The dosage used in this research corresponds to a mild COVID-19 infection in people, with around 80 percent of infected mice surviving, they said.

Thirty-eight days after the surviving mice had recovered, one group was given a modest dosage of MPTP that would not ordinarily trigger neuron loss.

The control group was given saline. The animals were sacrificed and their brains were examined two weeks later.

The researchers found that COVID-19 infection alone had no impact on dopaminergic neurons in the basal ganglia.

However, mice given a modest dosage of MPTP after recovering from infection demonstrated the classic pattern of neuron loss found in Parkinson’s disease.

This increased sensitivity following COVID-19 infection was comparable to what was reported in the influenza trial, suggesting that both viruses might cause an equal increase in the risk of developing Parkinson’s.

”We think about a ‘multi-hit’ hypothesis for Parkinson’s — the virus itself does not kill the neurons, but it does make them more susceptible to a ‘second hit’, such as a toxin or bacteria or even an underlying genetic mutation,” Smeyne explained.

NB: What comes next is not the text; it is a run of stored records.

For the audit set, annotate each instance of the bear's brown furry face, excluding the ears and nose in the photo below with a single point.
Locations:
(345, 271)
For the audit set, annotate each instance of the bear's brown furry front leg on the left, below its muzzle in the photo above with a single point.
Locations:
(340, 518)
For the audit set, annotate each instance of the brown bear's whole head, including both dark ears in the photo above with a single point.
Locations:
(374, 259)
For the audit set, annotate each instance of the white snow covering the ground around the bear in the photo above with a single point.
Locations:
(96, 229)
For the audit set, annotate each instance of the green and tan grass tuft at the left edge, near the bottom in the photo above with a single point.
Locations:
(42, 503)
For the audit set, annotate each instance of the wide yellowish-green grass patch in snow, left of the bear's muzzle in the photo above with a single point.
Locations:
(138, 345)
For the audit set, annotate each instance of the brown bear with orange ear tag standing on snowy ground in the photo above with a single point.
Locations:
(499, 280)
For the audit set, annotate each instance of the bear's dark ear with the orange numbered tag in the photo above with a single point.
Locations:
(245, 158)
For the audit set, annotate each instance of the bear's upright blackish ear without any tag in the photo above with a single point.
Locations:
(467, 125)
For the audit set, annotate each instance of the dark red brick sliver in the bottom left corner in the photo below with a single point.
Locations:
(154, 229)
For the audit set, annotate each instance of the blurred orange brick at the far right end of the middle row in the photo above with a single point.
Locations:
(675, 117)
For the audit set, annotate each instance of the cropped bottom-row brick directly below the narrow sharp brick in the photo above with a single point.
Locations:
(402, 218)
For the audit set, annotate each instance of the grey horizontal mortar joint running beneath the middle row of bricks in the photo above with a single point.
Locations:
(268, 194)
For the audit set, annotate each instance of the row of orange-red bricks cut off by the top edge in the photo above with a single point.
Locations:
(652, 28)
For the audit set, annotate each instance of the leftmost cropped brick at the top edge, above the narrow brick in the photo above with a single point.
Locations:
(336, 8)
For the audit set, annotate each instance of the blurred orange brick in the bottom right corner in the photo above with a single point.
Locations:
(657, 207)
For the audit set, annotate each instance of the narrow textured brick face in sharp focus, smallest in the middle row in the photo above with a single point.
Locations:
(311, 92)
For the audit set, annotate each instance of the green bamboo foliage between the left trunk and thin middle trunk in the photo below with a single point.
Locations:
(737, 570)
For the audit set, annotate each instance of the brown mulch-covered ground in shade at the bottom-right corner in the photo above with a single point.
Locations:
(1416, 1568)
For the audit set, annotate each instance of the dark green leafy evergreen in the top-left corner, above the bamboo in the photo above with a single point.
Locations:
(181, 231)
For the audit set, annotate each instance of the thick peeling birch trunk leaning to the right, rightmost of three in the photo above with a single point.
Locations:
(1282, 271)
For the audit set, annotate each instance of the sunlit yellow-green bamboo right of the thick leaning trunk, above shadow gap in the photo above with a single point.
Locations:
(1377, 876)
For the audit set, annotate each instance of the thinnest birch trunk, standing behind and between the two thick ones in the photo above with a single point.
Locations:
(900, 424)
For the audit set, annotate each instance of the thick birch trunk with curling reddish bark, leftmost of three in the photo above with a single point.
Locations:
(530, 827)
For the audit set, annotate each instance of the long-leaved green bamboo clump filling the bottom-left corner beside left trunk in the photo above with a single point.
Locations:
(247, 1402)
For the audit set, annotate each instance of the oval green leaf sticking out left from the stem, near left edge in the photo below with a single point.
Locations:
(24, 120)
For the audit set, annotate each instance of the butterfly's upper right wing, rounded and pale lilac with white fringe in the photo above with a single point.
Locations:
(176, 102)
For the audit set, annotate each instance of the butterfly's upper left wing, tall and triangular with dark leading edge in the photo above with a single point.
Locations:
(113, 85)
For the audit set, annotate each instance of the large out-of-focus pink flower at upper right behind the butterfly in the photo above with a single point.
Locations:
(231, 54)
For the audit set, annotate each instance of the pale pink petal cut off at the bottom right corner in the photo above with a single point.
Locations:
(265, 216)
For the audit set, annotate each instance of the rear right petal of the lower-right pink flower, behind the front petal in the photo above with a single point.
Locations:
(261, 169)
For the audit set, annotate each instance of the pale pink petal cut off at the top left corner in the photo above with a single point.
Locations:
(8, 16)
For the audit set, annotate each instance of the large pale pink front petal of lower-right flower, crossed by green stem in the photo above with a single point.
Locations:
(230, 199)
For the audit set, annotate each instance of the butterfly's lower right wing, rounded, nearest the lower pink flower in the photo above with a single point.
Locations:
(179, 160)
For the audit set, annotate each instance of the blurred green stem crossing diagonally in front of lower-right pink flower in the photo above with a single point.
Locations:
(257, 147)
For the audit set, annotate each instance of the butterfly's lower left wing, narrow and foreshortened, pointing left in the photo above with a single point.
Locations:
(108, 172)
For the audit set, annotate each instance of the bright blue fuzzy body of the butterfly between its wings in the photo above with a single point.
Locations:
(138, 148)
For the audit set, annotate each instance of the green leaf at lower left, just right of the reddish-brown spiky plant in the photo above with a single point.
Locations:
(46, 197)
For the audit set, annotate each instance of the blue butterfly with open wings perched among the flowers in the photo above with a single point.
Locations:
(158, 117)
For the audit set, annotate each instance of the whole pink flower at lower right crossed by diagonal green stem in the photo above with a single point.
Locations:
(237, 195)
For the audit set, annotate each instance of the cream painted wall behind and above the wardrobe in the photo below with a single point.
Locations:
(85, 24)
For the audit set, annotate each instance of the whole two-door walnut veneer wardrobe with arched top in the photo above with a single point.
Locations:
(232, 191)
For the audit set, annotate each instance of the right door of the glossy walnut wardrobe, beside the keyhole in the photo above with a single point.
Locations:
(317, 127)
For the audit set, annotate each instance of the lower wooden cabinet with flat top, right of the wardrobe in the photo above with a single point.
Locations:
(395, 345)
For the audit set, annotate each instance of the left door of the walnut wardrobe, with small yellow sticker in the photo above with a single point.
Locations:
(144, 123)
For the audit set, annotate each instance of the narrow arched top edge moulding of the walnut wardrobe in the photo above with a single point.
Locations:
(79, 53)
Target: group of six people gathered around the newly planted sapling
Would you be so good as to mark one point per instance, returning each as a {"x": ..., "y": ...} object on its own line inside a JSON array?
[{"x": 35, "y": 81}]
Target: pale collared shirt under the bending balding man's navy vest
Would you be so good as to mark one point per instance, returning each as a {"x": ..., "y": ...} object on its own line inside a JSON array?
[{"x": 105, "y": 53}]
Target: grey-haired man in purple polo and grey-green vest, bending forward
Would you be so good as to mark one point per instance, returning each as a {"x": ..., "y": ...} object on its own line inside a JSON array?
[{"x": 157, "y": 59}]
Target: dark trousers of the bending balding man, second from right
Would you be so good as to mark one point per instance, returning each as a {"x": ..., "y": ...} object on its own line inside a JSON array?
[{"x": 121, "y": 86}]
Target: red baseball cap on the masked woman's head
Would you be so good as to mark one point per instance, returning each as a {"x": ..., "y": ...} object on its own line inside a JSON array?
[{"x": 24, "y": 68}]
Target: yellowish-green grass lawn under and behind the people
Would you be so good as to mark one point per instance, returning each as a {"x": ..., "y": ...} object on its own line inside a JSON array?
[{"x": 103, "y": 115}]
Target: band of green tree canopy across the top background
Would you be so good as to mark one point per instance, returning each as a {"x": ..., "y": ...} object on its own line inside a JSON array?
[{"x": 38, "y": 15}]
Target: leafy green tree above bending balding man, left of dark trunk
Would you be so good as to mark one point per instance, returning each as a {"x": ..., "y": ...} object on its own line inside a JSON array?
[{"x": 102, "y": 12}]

Both influenza and SARS-CoV2 have been found to cause a ”cytokine storm” or an overproduction of pro-inflammatory chemicals. These chemicals can cross the blood-brain barrier and activate the brain’s immune cells – microglia.

The researchers found increased numbers of activated microglia in the basal ganglia of mice that recovered from SARS-CoV2 and received MPTP.

While the mechanism is not fully understood, they believe the increased microglia inflame the basal ganglia and cause cellular stress. This then lowers the neurons’ threshold to withstand subsequent stress.

”We were concerned about the long-term consequences of viral infection,” said Peter Schmidt, a neuroscientist from New York University in the US, who co-led the study.

The researchers are planning to determine whether vaccines can mitigate the experimental increase in Parkinson’s pathology linked to prior SARS-CoV-2 infection.

They are also testing other variants of the virus, as well as doses that correspond to milder cases in humans.